On the one hand, walking and cycling go naturally together. They are non-motorised forms of local transport. But, historically, pedestrian and cycling bodies have rarely seen eye to eye.
Both, of course, have a common enemy: unrestrained car use. Might it therefore be sensible for the Department for Transport to create a joint walking and cycling strategy board?
This is one of the options under consideration in a strategic review of the National Cycling Strategy Board, currently being undertaken by civil servant Nicole Lanitis.
One biking bigwig wasn't bowled over by the floated idea:
"There are important areas of overlap and some common agendas, but not enough in my view to lose cycling as an identity at national government level.
"In my view this would make an already poor situation much worse. We cannot kid ourselves that ministers and civil servants will double the attention they give to non-motorised users just because they shove two topics together.
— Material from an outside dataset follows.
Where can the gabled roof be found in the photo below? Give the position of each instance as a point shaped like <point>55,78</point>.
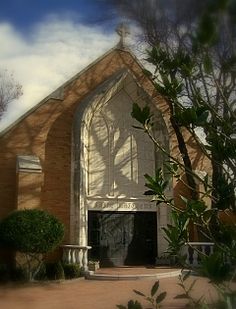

In fact we will get the same interest but have to divide it up with walking issues.
"I have suggested that if the Department felt cycling had to be part of a wider consortium it would be much better positioned with cars and moterbikes as users of the same shared space, then we could work on road design, education, road safety, training and education together. Roads are still the primary resource for over 90% of cycling.
"Delivery of the National Cycling Strategy could do more to reduce obesity than any other single measure" to quote the recent parliamentary select committee on health."
BikeBiz.com was with transport minister Tony McNulty this morning and asked when the merger might take place. He didn't give a date but said it was true that the body would have just one supremo.
The current chair of the National Cycling Strategy Board is BA president Phillip Darnton, ex MD of Raleigh.